[access-uk] Time to Kill Off Captchas: Scientific American

  • From: Gordon Keen <gordonkeen@xxxxxxxxxxxxxx>
  • To: access-uk@xxxxxxxxxxxxx
  • Date: Wed, 29 Feb 2012 08:39:03 +0000

Thought the list might be interested in this article...

http://www.scientificamerican.com/article.cfm?id=time-to-kill-off-captchas

Time to Kill Off Captchas

Image: Illustration by Thomas Fuchs

Whenever there’s a problem in the modern world, we try to solve it by building 
barriers. Music piracy? Copy protection. Hacked Web sites? More complicated 
passwords.

Unfortunately, these barriers generally inconvenience the law-abiding citizen 
and do very little to impede the bad guys. Serious music pirates and Web 
hackers still find their way through.

Maybe all the hurdles are enough to thwart the casual bad guys. That seems to 
be the thinking behind the Web blockades known as Captchas. (It’s a contrived 
acronym for Completely Automated Public Turing Test to Tell Computers and 
Humans Apart.) Surely you’ve seen them: visually distorted words—sometimes real 
English ones and sometimes nonsense words—represented as a graphic when you try 
to sign up for something online. You’re supposed to type the words you see into 
a box.

Captchas were designed by their Carnegie Mellon University inventors to thwart 
bots (automated hacker programs) that might bring online services to their 
knees. For example, some bots sign up for Hotmail or Yahoo e-mail accounts by 
the thousands for the purpose of spewing spam. Some post bogus comments in 
hopes of raising a site’s search-results ranking.

In theory, only an actual human being can figure out what word is in the 
Captcha graphic. The letters are just twisted enough and the background is just 
cluttered enough that a person can read them, but not a computer. Good guys in, 
bad guys out—the perfect barrier.

In practice, Captchas have just replaced one public nuisance with another. 
First of all, the images are often so distorted that even a human can’t read 
them. That’s a particular problem in nonsense words like “rl10Ozirl.” Are those 
lowercase Ls or number ones? Zero or letter O? Second, there’s the vision 
thing. If you’re blind, you can’t do a visual Captcha puzzle.

The best Captchas (if that’s not an oxymoron) offer alternatives to fix these 
problems. There might be a button that offers you a second puzzle if the first 
is too hard to read or an audio Captcha option for blind people. Above all, 
though, increasing evidence shows that Captchas are losing the technology war. 
Researchers and spammers have both been able to get around them.

There have been efforts to replace visual Captchas with less user-hostile 
puzzles. Some ask you to take an easy math test, answer a simple question, 
identify a photograph or listen to garbled audio. All of them exclude one group 
or another, though—such as non-English speakers or deaf people.

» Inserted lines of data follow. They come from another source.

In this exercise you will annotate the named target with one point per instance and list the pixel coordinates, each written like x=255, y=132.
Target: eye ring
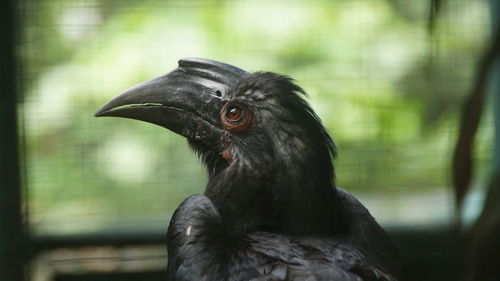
x=236, y=117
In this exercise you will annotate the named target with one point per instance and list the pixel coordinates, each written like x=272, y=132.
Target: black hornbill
x=271, y=210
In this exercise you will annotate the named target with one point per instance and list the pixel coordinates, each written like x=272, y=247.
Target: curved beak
x=187, y=100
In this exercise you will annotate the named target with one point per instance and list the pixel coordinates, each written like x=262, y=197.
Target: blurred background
x=97, y=194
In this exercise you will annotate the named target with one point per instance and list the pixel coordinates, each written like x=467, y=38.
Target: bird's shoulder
x=199, y=249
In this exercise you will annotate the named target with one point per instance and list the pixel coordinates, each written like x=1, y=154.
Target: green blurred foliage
x=388, y=93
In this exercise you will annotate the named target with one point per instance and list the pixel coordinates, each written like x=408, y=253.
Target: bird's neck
x=292, y=200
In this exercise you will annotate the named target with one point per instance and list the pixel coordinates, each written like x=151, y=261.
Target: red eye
x=233, y=112
x=236, y=118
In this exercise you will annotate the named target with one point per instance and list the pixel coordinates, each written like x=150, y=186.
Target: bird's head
x=240, y=123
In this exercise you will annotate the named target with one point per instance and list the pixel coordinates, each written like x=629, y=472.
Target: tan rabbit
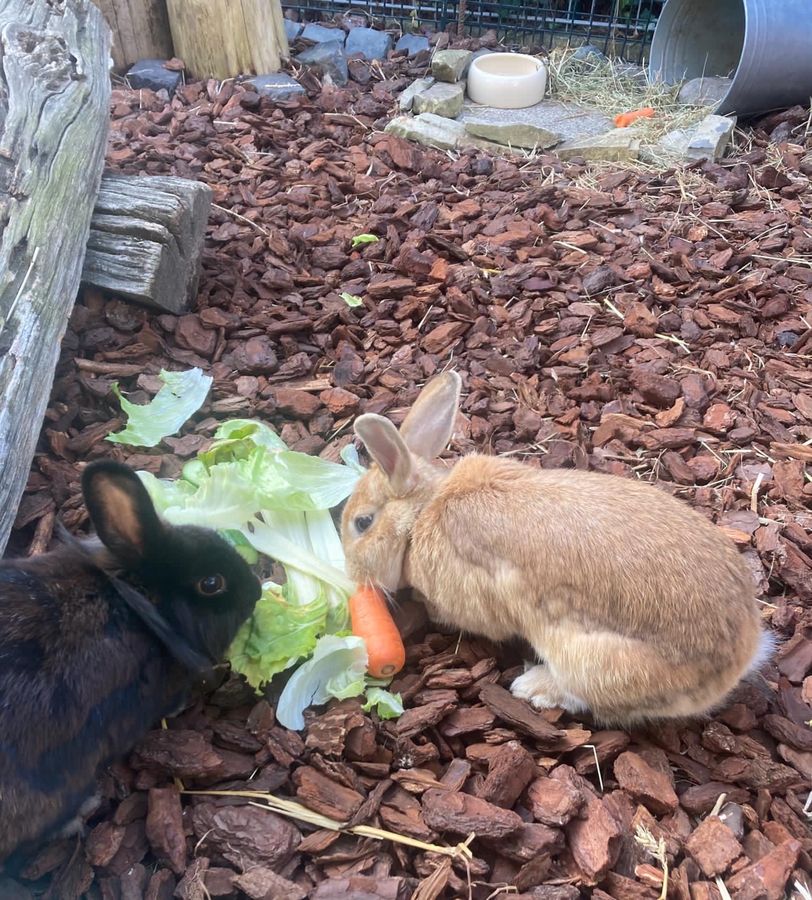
x=637, y=606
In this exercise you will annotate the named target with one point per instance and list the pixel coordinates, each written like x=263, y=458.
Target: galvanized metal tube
x=764, y=45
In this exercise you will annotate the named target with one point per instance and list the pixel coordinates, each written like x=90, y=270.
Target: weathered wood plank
x=140, y=30
x=224, y=38
x=146, y=238
x=54, y=98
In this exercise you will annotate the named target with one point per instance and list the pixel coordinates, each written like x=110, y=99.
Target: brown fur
x=638, y=606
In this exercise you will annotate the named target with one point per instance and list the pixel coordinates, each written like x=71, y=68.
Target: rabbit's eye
x=362, y=523
x=211, y=585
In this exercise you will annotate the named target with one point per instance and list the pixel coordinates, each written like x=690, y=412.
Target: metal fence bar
x=621, y=28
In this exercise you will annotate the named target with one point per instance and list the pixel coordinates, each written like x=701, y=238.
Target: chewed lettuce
x=181, y=396
x=336, y=669
x=268, y=500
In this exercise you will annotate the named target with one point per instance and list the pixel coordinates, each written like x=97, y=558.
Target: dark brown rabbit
x=99, y=640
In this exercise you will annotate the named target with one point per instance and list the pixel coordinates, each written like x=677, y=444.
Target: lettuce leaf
x=336, y=669
x=181, y=396
x=277, y=636
x=385, y=703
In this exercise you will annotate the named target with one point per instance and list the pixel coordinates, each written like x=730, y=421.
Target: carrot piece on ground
x=625, y=119
x=371, y=620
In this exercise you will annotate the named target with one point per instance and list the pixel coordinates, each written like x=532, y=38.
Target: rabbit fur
x=637, y=606
x=99, y=640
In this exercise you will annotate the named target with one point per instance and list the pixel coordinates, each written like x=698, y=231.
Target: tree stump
x=54, y=99
x=140, y=30
x=146, y=238
x=223, y=38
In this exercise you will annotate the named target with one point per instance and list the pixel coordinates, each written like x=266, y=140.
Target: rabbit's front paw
x=539, y=687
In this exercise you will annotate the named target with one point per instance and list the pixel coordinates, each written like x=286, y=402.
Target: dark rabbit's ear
x=121, y=510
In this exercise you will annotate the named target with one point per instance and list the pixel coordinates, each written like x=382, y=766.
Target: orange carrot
x=625, y=119
x=370, y=619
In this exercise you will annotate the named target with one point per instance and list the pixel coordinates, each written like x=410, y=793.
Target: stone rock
x=329, y=56
x=595, y=840
x=292, y=29
x=151, y=74
x=714, y=846
x=618, y=145
x=513, y=134
x=588, y=53
x=553, y=802
x=511, y=770
x=278, y=86
x=369, y=42
x=450, y=811
x=296, y=403
x=644, y=783
x=707, y=91
x=768, y=877
x=706, y=140
x=320, y=34
x=245, y=835
x=428, y=129
x=441, y=100
x=418, y=86
x=412, y=44
x=450, y=65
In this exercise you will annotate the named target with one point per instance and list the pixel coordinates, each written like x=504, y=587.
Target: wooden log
x=54, y=102
x=223, y=38
x=140, y=30
x=146, y=239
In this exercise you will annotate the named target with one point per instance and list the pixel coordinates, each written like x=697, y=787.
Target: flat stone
x=707, y=139
x=151, y=74
x=618, y=145
x=330, y=58
x=714, y=846
x=428, y=129
x=319, y=34
x=412, y=44
x=278, y=86
x=588, y=53
x=369, y=42
x=513, y=134
x=704, y=91
x=450, y=65
x=292, y=29
x=418, y=86
x=568, y=120
x=441, y=100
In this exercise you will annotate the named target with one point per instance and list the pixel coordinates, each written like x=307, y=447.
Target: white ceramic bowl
x=507, y=80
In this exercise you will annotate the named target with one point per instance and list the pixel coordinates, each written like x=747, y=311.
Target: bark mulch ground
x=656, y=326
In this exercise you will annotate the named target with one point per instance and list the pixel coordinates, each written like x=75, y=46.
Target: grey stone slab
x=566, y=119
x=277, y=86
x=412, y=44
x=320, y=34
x=450, y=65
x=441, y=99
x=292, y=29
x=418, y=86
x=369, y=42
x=151, y=74
x=330, y=58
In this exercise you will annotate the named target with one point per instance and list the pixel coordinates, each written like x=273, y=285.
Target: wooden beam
x=146, y=238
x=54, y=102
x=140, y=30
x=223, y=38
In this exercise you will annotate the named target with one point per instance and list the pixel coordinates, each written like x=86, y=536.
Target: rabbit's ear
x=430, y=423
x=121, y=510
x=387, y=448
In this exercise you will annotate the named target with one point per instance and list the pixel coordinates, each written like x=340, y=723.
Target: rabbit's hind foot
x=539, y=686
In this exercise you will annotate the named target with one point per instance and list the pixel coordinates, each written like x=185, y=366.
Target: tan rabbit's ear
x=430, y=423
x=387, y=448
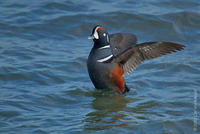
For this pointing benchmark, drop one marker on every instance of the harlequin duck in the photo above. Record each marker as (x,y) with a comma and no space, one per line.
(114,55)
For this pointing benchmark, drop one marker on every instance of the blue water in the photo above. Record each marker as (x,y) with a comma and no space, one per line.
(44,84)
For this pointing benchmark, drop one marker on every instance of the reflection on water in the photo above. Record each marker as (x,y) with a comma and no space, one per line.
(108,111)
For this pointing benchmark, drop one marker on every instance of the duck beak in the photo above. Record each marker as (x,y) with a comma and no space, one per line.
(91,37)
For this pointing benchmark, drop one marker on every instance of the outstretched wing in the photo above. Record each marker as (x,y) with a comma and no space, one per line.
(131,57)
(121,41)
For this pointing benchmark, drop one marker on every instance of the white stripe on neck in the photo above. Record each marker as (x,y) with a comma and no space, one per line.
(105,59)
(108,46)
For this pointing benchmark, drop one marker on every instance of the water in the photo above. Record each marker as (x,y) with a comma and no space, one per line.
(44,84)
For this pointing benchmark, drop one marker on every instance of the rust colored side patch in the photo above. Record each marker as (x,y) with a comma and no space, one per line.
(117,76)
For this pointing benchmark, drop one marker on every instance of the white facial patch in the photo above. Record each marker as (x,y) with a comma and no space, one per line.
(96,36)
(105,59)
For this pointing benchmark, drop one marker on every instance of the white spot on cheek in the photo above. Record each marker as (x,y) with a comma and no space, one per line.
(96,36)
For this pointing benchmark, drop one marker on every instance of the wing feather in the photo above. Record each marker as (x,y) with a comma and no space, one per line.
(133,56)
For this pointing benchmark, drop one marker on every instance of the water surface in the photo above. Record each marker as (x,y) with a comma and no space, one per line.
(44,84)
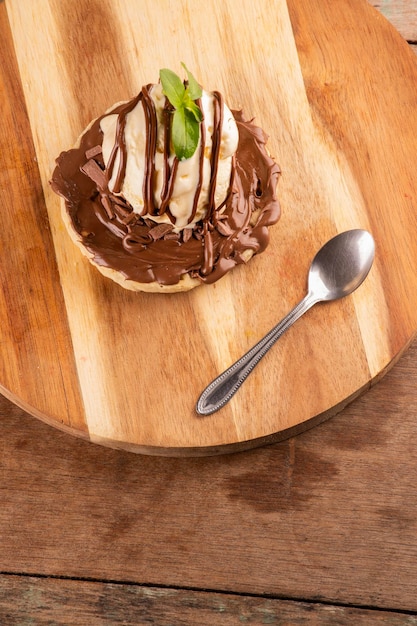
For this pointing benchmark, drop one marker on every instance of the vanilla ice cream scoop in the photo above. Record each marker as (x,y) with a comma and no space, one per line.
(190,180)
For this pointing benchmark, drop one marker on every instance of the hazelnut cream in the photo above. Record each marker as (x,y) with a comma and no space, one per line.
(155,220)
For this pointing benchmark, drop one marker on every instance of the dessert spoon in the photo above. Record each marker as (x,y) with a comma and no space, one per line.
(338,268)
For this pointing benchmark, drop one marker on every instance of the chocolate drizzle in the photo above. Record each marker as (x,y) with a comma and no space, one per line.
(137,246)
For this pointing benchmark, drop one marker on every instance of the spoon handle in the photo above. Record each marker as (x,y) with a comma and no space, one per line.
(222,388)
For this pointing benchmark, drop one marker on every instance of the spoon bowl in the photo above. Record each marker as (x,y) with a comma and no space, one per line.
(338,268)
(341,265)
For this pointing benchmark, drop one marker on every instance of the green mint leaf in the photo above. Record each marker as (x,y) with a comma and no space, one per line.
(185,130)
(194,109)
(185,133)
(194,88)
(172,87)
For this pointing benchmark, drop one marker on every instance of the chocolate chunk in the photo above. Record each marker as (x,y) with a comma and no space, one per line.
(94,171)
(159,231)
(92,152)
(224,229)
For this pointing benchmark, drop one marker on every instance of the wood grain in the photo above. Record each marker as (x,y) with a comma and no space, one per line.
(402,14)
(336,133)
(350,481)
(329,516)
(36,361)
(71,603)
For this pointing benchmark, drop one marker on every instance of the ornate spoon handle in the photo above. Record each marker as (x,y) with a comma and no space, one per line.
(222,388)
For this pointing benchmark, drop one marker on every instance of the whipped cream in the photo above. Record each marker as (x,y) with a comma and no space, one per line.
(188,173)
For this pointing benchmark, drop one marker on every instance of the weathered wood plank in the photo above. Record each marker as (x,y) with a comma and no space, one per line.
(71,603)
(328,516)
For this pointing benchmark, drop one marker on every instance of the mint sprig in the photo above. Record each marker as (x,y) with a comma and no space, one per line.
(187,116)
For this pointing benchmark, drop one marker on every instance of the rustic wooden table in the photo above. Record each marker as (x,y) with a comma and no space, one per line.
(318,529)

Overall, the Carnegie Mellon team estimates that we spend a cumulative 150,000 
hours at the gates of these irritating obstructions every single day. In a 
newer variant, called reCaptcha, at least that time is put to public use. You 
see a muddied-looking word that comes from a wonky scanned Google book; when 
you type what it really says, you’re actually helping out with the process of 
cleaning up and recognizing an actual text.

Nevertheless, we the law abiders are still wasting 17 person-years every single 
day. That’s a disgraceful waste of our lives. Surely there are better solutions 
worth exploring.

Maybe we should invent a voluntary Internet identity card so we’re already 
known when we sign up for something. Maybe Web sites should enforce a 
short-term limit of one new account or posted comment per “person.” Or the Web 
site should look at the speed or irregularity of our typing to determine if 
we’re human.

Or fingerprints. Or retinal scans. Something.

Spammer bots are a problem, yes. But Captchas are a problem, too. They’re a 
bother, they’re not foolproof and they assume that everyone is guilty until 
proven innocent. What Captcha really stands for, in other words, is Computers 
Annoying People with Time-Wasting Challenges That Howl for Alternatives.